Roque now volunteers as a pastoral care volunteer at Blacktown and Westmead Hospitals, where he hopes to continue working once ordained.
“I’ve been working in hospitals for two-and-a-half years. I’ve seen the best and the worst. I’ve seen people die in front of me. When I come home, it gives me great joy. I’m happy because I’ve brought Jesus to them.”
Roque said he always had the support of his family in his vocation, with Gemma being a strength during his eight years of formation.
“Gemma always knew that I wanted to be of service to God and his church because she knew of my seminary background.
“I have supported him all the way through, in spite of my busy work schedule. I’ve been going with him to every formation session and every retreat. I’ve given priority to this vocation, despite my job,” Gemma added.
“For the last eight years, Gemma has always been at my side. She is a source of inspiration. There were some really hard times during my formation and she encouraged me to keep going, to keep persisting,” Roque said.
“My family always supported me in my calling. When my son Gerard was in high school, I told him that I was joining the diaconate, he said ‘Dad, as long as it’s what you want to do, I will support you 100%, as long as you are happy.’”
In what he calls an “exciting phase in the church’s history,” one of the challenges Roque sees in his diaconate is the role that deacons play in the church.
“The Pope and our own Bishop Vincent Long tells us that deacons have a special role to play in the church.

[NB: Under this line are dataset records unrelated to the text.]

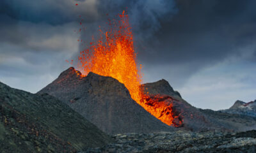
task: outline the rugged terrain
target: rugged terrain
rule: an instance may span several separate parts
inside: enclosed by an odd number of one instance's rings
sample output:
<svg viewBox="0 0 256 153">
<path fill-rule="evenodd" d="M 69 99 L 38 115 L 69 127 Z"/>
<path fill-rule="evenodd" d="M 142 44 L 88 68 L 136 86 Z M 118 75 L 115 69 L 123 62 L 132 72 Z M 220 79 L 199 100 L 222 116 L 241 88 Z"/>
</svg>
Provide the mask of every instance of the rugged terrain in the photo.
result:
<svg viewBox="0 0 256 153">
<path fill-rule="evenodd" d="M 256 100 L 248 103 L 237 100 L 229 109 L 220 112 L 256 117 Z"/>
<path fill-rule="evenodd" d="M 244 113 L 230 114 L 226 112 L 203 110 L 191 106 L 182 98 L 177 91 L 173 91 L 164 80 L 145 84 L 143 87 L 145 92 L 148 92 L 148 94 L 169 95 L 175 99 L 173 101 L 173 109 L 183 119 L 182 128 L 187 130 L 244 131 L 256 129 L 256 118 L 252 116 L 245 115 Z"/>
<path fill-rule="evenodd" d="M 70 68 L 38 94 L 46 92 L 58 98 L 108 133 L 175 130 L 137 104 L 116 79 L 92 72 L 81 78 L 80 74 Z"/>
<path fill-rule="evenodd" d="M 237 133 L 208 132 L 149 134 L 126 133 L 113 136 L 116 142 L 85 152 L 255 152 L 256 131 Z"/>
<path fill-rule="evenodd" d="M 156 95 L 163 97 L 164 103 L 170 103 L 169 99 L 172 99 L 173 112 L 182 120 L 179 129 L 230 132 L 256 129 L 255 117 L 191 106 L 164 80 L 143 84 L 141 88 L 150 98 Z M 145 111 L 131 99 L 124 84 L 111 77 L 92 72 L 81 77 L 79 71 L 70 68 L 38 92 L 43 93 L 60 99 L 108 133 L 148 133 L 177 129 L 166 125 Z"/>
<path fill-rule="evenodd" d="M 0 152 L 76 152 L 111 142 L 56 98 L 0 82 Z"/>
</svg>

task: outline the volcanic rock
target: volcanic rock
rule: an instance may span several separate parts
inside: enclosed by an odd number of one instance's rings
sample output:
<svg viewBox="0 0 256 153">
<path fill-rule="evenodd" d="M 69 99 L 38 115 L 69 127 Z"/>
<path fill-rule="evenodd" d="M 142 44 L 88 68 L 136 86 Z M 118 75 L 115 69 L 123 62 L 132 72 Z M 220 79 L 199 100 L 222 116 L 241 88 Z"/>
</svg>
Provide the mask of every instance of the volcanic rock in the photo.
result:
<svg viewBox="0 0 256 153">
<path fill-rule="evenodd" d="M 244 103 L 242 101 L 237 100 L 235 102 L 235 103 L 233 105 L 233 106 L 232 106 L 230 108 L 230 109 L 237 109 L 244 104 L 246 104 L 246 103 Z"/>
<path fill-rule="evenodd" d="M 220 111 L 232 114 L 256 117 L 256 100 L 248 103 L 237 101 L 229 109 Z"/>
<path fill-rule="evenodd" d="M 141 87 L 144 89 L 145 94 L 150 95 L 150 97 L 154 97 L 154 95 L 167 95 L 172 97 L 173 99 L 173 112 L 179 115 L 179 118 L 182 119 L 182 127 L 186 129 L 195 131 L 244 131 L 256 129 L 256 118 L 243 115 L 248 109 L 243 109 L 243 114 L 230 114 L 230 112 L 228 113 L 225 111 L 196 108 L 183 99 L 180 94 L 174 91 L 169 83 L 164 80 L 145 84 Z M 240 103 L 243 105 L 243 103 L 237 102 L 234 105 L 236 106 Z M 256 103 L 251 102 L 243 106 L 253 109 L 254 104 Z"/>
<path fill-rule="evenodd" d="M 256 131 L 237 133 L 178 131 L 115 135 L 115 143 L 86 152 L 256 152 Z"/>
<path fill-rule="evenodd" d="M 43 93 L 56 97 L 108 133 L 175 130 L 145 110 L 124 84 L 109 76 L 90 72 L 81 77 L 70 68 L 38 92 Z"/>
<path fill-rule="evenodd" d="M 76 152 L 113 139 L 56 98 L 0 82 L 1 152 Z"/>
</svg>

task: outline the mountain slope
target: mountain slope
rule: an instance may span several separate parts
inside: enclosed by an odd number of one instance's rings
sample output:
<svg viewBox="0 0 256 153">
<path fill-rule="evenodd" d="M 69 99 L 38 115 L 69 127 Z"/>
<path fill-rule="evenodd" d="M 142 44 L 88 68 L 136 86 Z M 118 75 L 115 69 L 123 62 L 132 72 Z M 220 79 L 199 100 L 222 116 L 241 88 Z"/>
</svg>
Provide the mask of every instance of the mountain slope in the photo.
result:
<svg viewBox="0 0 256 153">
<path fill-rule="evenodd" d="M 145 94 L 168 95 L 172 97 L 174 99 L 173 109 L 183 119 L 183 126 L 186 129 L 199 131 L 243 131 L 256 129 L 255 117 L 241 115 L 244 114 L 234 115 L 225 112 L 203 110 L 191 106 L 181 98 L 178 92 L 173 91 L 164 80 L 145 84 L 142 87 L 145 89 Z M 252 103 L 247 105 L 247 107 L 252 108 Z"/>
<path fill-rule="evenodd" d="M 229 109 L 220 112 L 256 117 L 256 100 L 248 103 L 237 101 Z"/>
<path fill-rule="evenodd" d="M 56 98 L 0 82 L 1 152 L 75 152 L 111 142 Z"/>
<path fill-rule="evenodd" d="M 173 131 L 131 99 L 117 80 L 92 72 L 86 77 L 70 68 L 38 94 L 48 93 L 109 133 Z"/>
</svg>

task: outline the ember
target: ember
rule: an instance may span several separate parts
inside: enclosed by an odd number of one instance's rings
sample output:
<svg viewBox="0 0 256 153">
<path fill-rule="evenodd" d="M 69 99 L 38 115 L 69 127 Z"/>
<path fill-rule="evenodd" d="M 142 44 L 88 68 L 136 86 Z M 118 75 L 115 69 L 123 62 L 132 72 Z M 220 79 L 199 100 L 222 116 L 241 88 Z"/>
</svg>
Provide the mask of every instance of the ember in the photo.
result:
<svg viewBox="0 0 256 153">
<path fill-rule="evenodd" d="M 108 21 L 108 30 L 99 29 L 99 39 L 91 42 L 89 48 L 80 52 L 78 69 L 82 76 L 92 71 L 116 78 L 125 85 L 131 98 L 147 112 L 165 124 L 177 126 L 173 122 L 178 117 L 173 116 L 172 101 L 159 101 L 157 96 L 149 100 L 141 89 L 141 65 L 138 68 L 128 15 L 124 11 L 117 18 Z"/>
</svg>

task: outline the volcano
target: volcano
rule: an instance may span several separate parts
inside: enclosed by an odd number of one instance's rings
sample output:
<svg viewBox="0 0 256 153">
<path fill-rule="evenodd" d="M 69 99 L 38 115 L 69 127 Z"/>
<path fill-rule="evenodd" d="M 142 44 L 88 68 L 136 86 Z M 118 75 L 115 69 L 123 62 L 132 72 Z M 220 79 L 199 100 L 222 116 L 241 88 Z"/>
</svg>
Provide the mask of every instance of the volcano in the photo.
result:
<svg viewBox="0 0 256 153">
<path fill-rule="evenodd" d="M 81 73 L 70 68 L 38 94 L 55 96 L 108 133 L 170 131 L 169 126 L 131 97 L 124 84 L 109 76 Z"/>
<path fill-rule="evenodd" d="M 145 84 L 140 87 L 147 97 L 144 105 L 158 110 L 162 105 L 172 105 L 173 115 L 179 117 L 173 123 L 182 124 L 175 127 L 159 120 L 161 114 L 158 118 L 152 115 L 132 99 L 128 89 L 116 79 L 92 72 L 82 77 L 81 72 L 74 68 L 62 72 L 37 94 L 47 93 L 56 97 L 108 133 L 148 133 L 177 128 L 195 131 L 241 131 L 255 127 L 256 118 L 191 106 L 165 80 Z M 170 112 L 163 110 L 161 112 Z"/>
</svg>

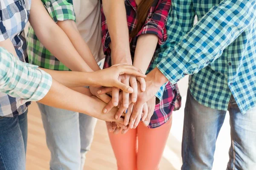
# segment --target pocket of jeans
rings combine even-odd
[[[6,167],[3,162],[1,153],[0,153],[0,170],[6,170]]]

“Bishop Vincent has come to a few of our formation sessions, and we have been impressed by his understanding of the role of a deacon in that they have a special role to play.
“Bishop Vincent has given a deacon the task of organising a parish, and I see that as a challenge to me.
“What role will I play in the Diocese of Parramatta?”
“Bishop Vincent is giving a lot of responsibility to deacons, more than any bishop has done before. So it’s going to be a challenge for Roque and for the new deacons to take on that role,” Gemma said.
“My ordination will make a very significant difference to our lives as both husband and wife. Just as I said my vows on my wedding day, it will be the same for my ordination into the diaconate. This is going to be another great sacrament that I will participate in, “ Roque said.
“It will change my life. My marriage changed my life, and so will holy orders.”
When asked about what advice he would give other men wishing to join the permanent diaconate, Roque stressed the importance of prayer.
“My advice is to pray. Prayer is the foundation. Pray daily. I pray because there are times where I don’t know what God wants me to do.
“Be persistent and don’t give up.
“Have a supportive wife and a good spiritual director whom you can go to in good times and bad.
“You are the only person who stands in your way.”